- Born: September 20, 1896 Smithland, Kentucky, U.S.
- Died: September 2, 1987 (aged 90) Clearwater, Florida, U.S.
- Burial place: Arlington National Cemetery
- Spouse: Jessie Fuller Clarke
- Military career
- Allegiance: United States of America
- Branch: United States Army
- Service years: 1916–1954
- Rank: Brigadier General
- Commands: Venona project
- Conflicts: World War I World War II Korean War

= Carter W. Clarke =

United States Army general

Carter W. Clarke (September 20, 1896 – September 3, 1987) was a US Army intelligence officer and brigadier general who was the military intelligence officer who prepared intercepted Japanese Magic cables for US officials. He also headed a War Department investigation into the role that military intelligence played before the Japanese attack on Pearl Harbor.

Clarke joined the army in 1916, the year prior to US entry into World War I. In his work for the Military Intelligence Division, he was instrumental in 1943 in starting the Venona project. In 1944, he ignored a request initiated by Eleanor Roosevelt to cease the project.

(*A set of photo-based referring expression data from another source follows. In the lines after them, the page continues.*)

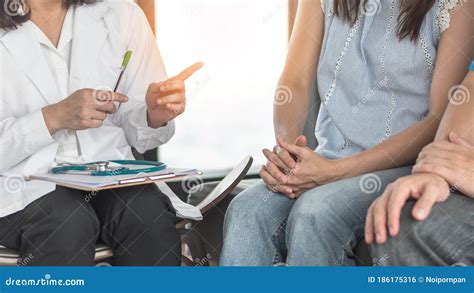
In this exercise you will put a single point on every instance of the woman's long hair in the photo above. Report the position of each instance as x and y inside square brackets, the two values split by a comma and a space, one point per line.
[410, 20]
[15, 12]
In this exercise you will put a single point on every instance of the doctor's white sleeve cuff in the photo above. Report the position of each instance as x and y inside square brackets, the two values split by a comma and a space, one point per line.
[35, 133]
[141, 136]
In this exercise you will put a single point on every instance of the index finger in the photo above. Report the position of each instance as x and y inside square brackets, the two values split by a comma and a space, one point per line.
[398, 198]
[185, 74]
[423, 206]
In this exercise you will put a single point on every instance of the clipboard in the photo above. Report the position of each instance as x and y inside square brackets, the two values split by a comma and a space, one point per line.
[95, 183]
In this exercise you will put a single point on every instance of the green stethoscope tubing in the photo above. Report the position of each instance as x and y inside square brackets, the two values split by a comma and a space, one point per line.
[89, 168]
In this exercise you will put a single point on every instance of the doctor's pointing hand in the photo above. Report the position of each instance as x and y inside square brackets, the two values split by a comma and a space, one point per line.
[86, 108]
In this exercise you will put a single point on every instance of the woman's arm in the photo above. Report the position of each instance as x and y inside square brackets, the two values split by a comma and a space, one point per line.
[454, 55]
[297, 81]
[459, 116]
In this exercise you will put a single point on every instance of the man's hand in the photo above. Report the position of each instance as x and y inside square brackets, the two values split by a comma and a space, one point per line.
[166, 100]
[84, 109]
[384, 213]
[454, 161]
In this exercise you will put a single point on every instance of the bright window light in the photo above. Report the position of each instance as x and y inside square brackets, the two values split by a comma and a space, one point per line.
[230, 101]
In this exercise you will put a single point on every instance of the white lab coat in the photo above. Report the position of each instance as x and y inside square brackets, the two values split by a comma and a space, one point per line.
[103, 32]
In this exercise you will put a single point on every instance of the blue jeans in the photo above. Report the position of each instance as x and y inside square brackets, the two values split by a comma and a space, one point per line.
[443, 239]
[320, 228]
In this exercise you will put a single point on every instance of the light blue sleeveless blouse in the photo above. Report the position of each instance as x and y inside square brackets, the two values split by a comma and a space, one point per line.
[372, 85]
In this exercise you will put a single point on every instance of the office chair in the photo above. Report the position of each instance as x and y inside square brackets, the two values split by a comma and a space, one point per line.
[195, 253]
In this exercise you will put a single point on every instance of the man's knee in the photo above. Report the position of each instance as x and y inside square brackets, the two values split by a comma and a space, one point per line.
[63, 234]
[401, 249]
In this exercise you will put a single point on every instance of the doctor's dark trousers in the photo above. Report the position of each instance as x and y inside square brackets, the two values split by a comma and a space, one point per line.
[64, 226]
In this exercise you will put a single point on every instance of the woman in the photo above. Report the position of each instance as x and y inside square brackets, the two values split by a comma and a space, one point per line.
[60, 61]
[374, 62]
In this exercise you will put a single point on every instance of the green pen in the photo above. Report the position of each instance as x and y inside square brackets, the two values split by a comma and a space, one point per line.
[126, 60]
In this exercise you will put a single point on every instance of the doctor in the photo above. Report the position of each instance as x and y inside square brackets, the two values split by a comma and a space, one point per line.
[59, 61]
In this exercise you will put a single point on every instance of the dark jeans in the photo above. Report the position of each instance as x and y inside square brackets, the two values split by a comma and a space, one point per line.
[63, 227]
[445, 238]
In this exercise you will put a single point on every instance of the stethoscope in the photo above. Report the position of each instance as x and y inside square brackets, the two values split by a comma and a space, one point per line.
[108, 168]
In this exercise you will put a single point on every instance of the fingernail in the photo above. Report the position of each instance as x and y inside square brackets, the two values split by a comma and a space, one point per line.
[420, 213]
[391, 230]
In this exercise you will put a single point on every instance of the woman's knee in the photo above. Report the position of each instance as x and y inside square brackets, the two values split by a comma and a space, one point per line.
[257, 206]
[67, 217]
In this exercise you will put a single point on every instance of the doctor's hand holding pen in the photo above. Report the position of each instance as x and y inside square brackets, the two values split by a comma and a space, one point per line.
[88, 108]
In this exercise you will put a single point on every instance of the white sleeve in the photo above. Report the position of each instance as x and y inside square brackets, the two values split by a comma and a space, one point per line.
[443, 16]
[145, 67]
[21, 137]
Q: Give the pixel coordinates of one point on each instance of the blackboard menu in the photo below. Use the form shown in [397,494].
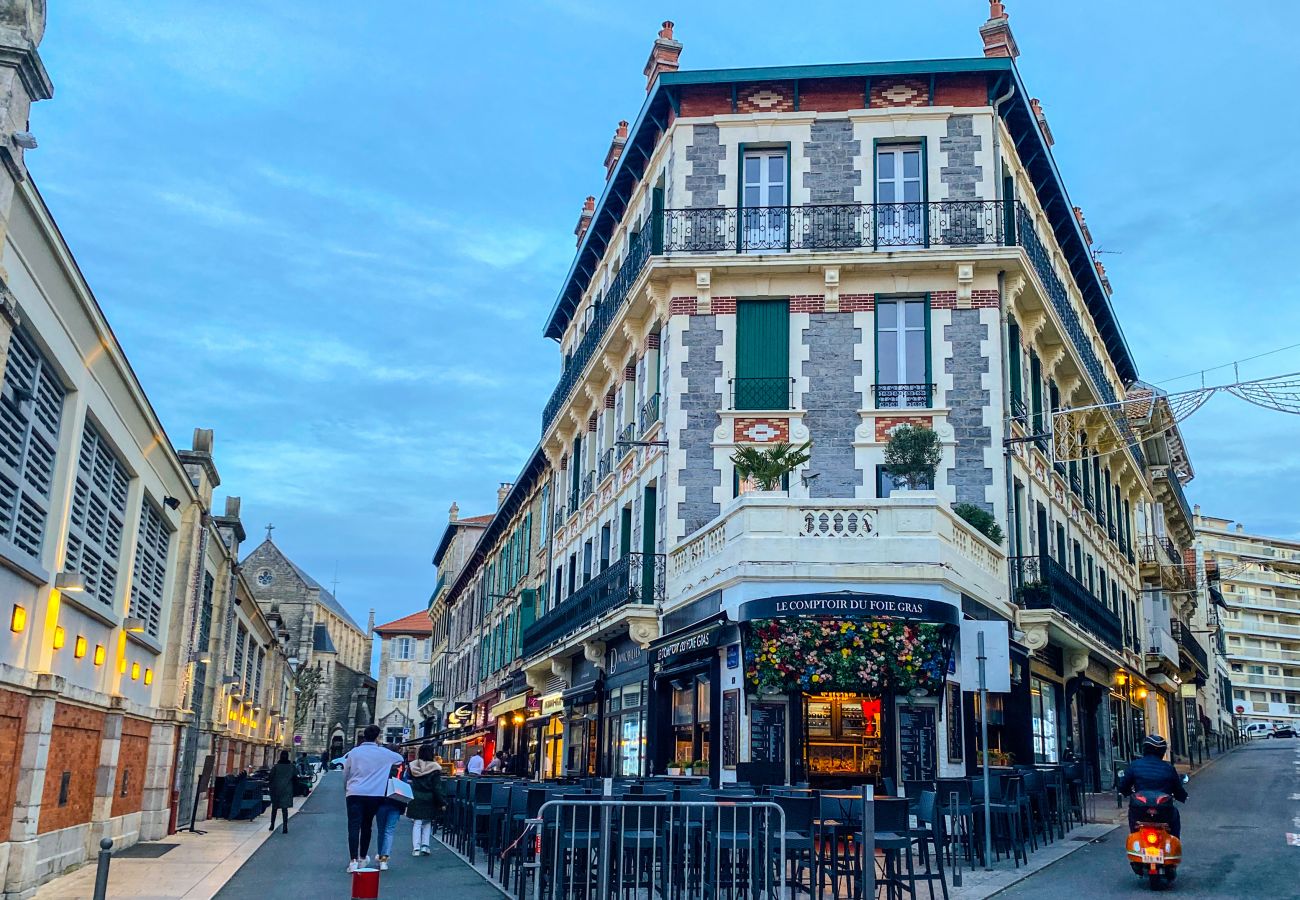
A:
[731,728]
[917,743]
[767,732]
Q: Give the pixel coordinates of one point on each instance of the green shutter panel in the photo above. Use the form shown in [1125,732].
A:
[762,355]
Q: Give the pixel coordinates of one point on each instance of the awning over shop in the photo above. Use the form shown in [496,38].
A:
[850,605]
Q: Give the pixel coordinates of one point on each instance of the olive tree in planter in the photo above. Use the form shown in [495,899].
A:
[913,455]
[768,466]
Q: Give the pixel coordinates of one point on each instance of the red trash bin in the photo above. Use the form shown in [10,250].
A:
[365,885]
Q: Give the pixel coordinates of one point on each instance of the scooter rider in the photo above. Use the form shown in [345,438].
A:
[1151,773]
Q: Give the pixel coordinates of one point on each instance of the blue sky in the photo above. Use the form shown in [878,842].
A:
[332,232]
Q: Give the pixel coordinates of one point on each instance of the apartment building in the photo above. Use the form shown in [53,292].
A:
[823,254]
[1260,619]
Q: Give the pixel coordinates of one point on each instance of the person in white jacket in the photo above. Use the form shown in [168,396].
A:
[365,771]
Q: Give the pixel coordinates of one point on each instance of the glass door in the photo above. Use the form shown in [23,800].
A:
[765,202]
[900,198]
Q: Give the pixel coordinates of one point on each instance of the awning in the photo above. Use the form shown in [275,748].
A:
[852,605]
[510,705]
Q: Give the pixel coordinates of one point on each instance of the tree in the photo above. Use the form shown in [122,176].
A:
[307,682]
[768,466]
[913,455]
[980,520]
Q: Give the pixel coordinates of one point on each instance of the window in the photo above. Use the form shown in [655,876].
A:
[29,436]
[765,213]
[902,353]
[762,355]
[148,572]
[887,484]
[900,197]
[98,516]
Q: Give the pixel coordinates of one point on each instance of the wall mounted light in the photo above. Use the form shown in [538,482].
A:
[70,582]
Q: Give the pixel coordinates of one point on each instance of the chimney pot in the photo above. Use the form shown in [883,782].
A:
[663,55]
[996,33]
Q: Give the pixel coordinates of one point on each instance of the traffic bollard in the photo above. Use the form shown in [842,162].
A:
[105,853]
[365,885]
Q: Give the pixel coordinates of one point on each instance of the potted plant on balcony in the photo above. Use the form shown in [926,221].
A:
[911,455]
[980,520]
[768,466]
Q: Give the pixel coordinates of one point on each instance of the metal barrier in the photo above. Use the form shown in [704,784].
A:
[624,847]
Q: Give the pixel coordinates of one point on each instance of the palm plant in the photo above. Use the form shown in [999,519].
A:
[767,466]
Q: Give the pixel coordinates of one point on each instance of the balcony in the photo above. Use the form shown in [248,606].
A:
[771,536]
[904,397]
[649,412]
[766,394]
[1041,583]
[636,579]
[836,226]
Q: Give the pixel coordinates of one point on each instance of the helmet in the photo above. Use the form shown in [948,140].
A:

During the Korean War, he commanded forces in Osaka, Japan. Late in his career, he also worked as an assistant to Allen W. Dulles, who was Director of Central Intelligence. Clarke retired in 1954.

In a 1959 interview, Clarke said that he disagreed with the decision to drop atomic bombings on Japan at the end of World War II and believed it had been unnecessary since Japan was "down to an abject surrender through the accelerated sinking of their merchant marine and hunger alone, and when we didn't need to do it, and we knew we didn't need to do it, and they knew we knew we didn't need to do it, we used them as an experiment for two atomic bombs."

Clarke died of a heart attack at his home in Clearwater, Florida.

==Personal life==
General Clarke was married to Jessie Clarke and had a son, Carter Clarke Jr. (born August 16, 1926), and two grandchildren. Carter Clarke Jr. is a retired United States Army brigadier general who in 1996 founded Gemesis Corporation, the largest manufacturer of gem-quality synthetic diamonds. Clarke died on September 3, 1987, in Clearwater, Florida, at the age of 90 from a heart attack.